Transférée à la prison de Saint-Lazare, sur l’ordre de M. de Fourmel, Mlle  Rumigny avait été placée dans le quartier des prévenues.

Le juge d’instruction, qui, malgré sa sévérité, était loin d’être un homme inhumain, avait recommandé, ainsi que nous l’avons dit, que la prisonnière fût entourée de tous les soins nécessaires. Il avait également ordonné de la tenir au secret le plus absolu.

Sauf le médecin de l’établissement et les sœurs, personne ne devait arriver jusqu’à elle.

Afin de suivre complètement ces instructions, le directeur de la maison d’arrêt avait fait installer sa nouvelle pensionnaire au troisième étage, dans une des cellules de la section des nourrices.

Cette cellule, où on renfermait d’ordinaire deux ou trois détenues, était suffisamment grande. Elle recevait air et jour par une large fenêtre grillée, qui donnait sur cette cour dans laquelle on voit encore, ombragé par quelques arbres maladifs, le lavoir, où selon la légende créée par Eugène Sue, Fleur-de-Marie lessivait son linge.

Le plancher de cette pièce était usé à force d’avoir été lavé. Tout son ameublement se composait d’un lit meilleur que celui de bien des pauvres gens, d’une table de bois, de deux chaises de paille et d’un poêle de faïence, dont le tuyau noir tranchait sur la blancheur glaciale des murs peints à la chaux.

C’était là, dans cette chambre sordide, qu’allait passer de longs et douloureux jours la jeune fille dont l’enfance avait été entourée de soins et de bien-être ; c’était là qu’allait souffrir, sans une main amie pour serrer la sienne, sans une voix affectueuse pour lui murmurer : Courage ! celle que l’amour avait perdue.

Heureusement encore que, peu d’instants après l’arrivée de Marguerite, le greffe de la prison avait reçu d’un anonyme, à l’adresse de Mlle  Rumigny, une somme de cent francs. On avait pu mettre la pauvre femme au régime de la pistole, c’est-à-dire lui donner du feu, du linge et des draps, ce que le directeur de Saint-Lazare, hâtons-nous de le dire, eût fait d’ailleurs gratuitement, cela est certain, par pitié et en dépit des règlements.
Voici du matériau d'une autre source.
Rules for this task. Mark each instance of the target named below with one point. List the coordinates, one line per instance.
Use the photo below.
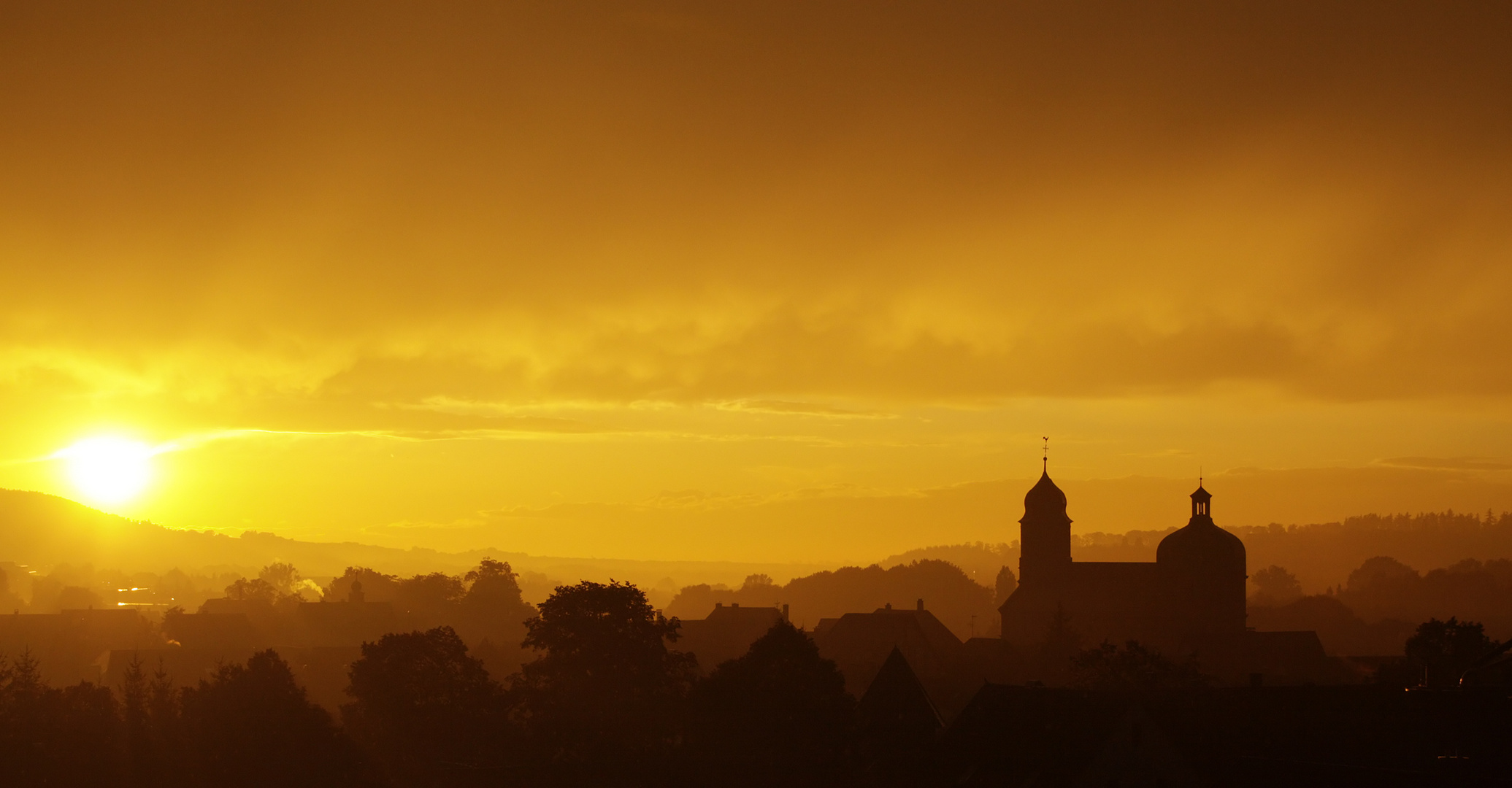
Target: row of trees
(605, 702)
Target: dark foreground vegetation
(608, 703)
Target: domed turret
(1201, 542)
(1207, 571)
(1044, 534)
(1045, 501)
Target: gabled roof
(897, 702)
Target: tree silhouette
(422, 707)
(1005, 586)
(253, 727)
(602, 702)
(778, 716)
(1441, 651)
(1275, 586)
(1132, 668)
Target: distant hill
(46, 531)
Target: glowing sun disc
(110, 469)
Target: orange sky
(758, 280)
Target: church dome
(1044, 500)
(1201, 542)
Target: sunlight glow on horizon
(110, 469)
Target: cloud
(800, 409)
(1447, 463)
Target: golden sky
(756, 280)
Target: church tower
(1205, 572)
(1044, 536)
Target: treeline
(964, 606)
(1372, 611)
(605, 702)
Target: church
(1190, 600)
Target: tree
(778, 716)
(1062, 641)
(1005, 586)
(55, 737)
(253, 727)
(254, 590)
(430, 593)
(283, 578)
(419, 700)
(377, 587)
(495, 590)
(1441, 651)
(1132, 668)
(1275, 586)
(602, 702)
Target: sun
(110, 469)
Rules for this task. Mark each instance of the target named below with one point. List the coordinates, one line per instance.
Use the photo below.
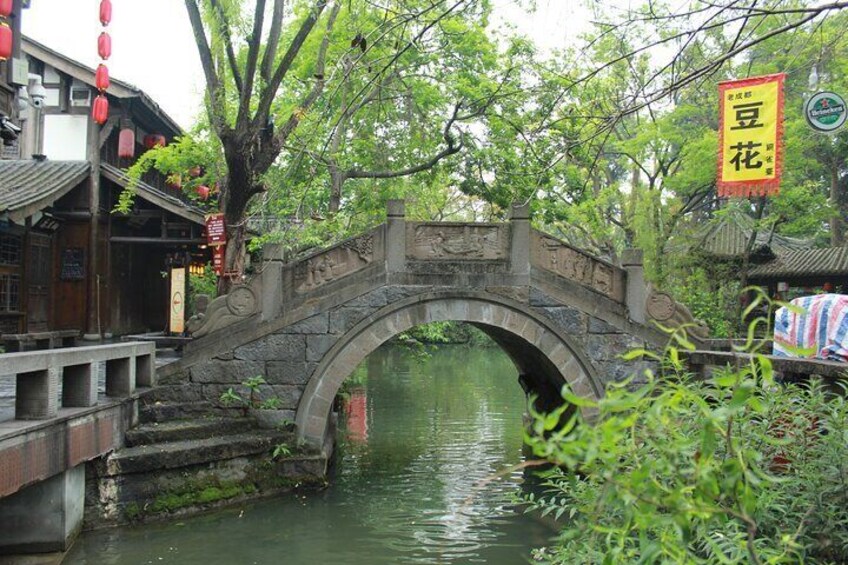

Car l’état de Marguerite était grave. À la suite des émotions violentes qu’elle avait éprouvées et de la terreur qu’elle avait eue au Dépôt, terreur dont la conséquence, la mort de son enfant, était terrible, la malheureuse mère avait été frappée d’un transport au cerveau.

Le docteur craignait une fièvre cérébrale que devaient rendre encore plus dangereuse les conditions physiologiques toutes particulières dans lesquelles se trouvait la jeune femme. Il ne répondait pas d’elle.

Pendant quinze jours, en effet, Mlle  Rumigny fut en danger. Malgré les soins intelligents et dévoués de la sœur qui la gardait, elle faillit mourir.

Le directeur de Saint-Lazare, que M. Adolphe Morin était venu voir, avait été touché de l’indulgence et de la bonté de ce parent.

— J’ignore, lui avait dit le neveu de M. Rumigny, si ma cousine est coupable ; ce qui arrive est pour nous tous un irréparable malheur ; mais ce que je ne veux pas oublier, c’est qu’elle est la fille d’un homme qui a été pour moi un second père. Ayez donc pour elle, je vous prie, autant d’égards que vous le permettent vos fonctions ; ne la laissez manquer de rien ; je me charge de tout. Qui sait ! la malheureuse n’a peut-être été qu’un instrument inconscient entre les mains du misérable qui l’a abandonnée.

Et l’excellent M. Morin, — c’est ainsi qu’on l’appelait à la direction et au greffe, — venait presque chaque jour prendre des nouvelles de la prisonnière.

Il avait fait, de plus, une chose qui était bien de nature à lui mériter la sympathie de tous et la reconnaissance de Marguerite ; il avait arraché son enfant à la fosse commune.

Grâce à lui, le petit corps reposait au cimetière Montmartre sous des touffes de roses.

Lorsqu’on lui parlait de cette bonne action, il répondait en rougissant :

— La pauvre mère pourra au moins aller prier sur la tombe de sa fille, lorsqu’elle sera mise en liberté. Personne ne désire plus vivement que moi la manifestation de son innocence et son retour à la santé.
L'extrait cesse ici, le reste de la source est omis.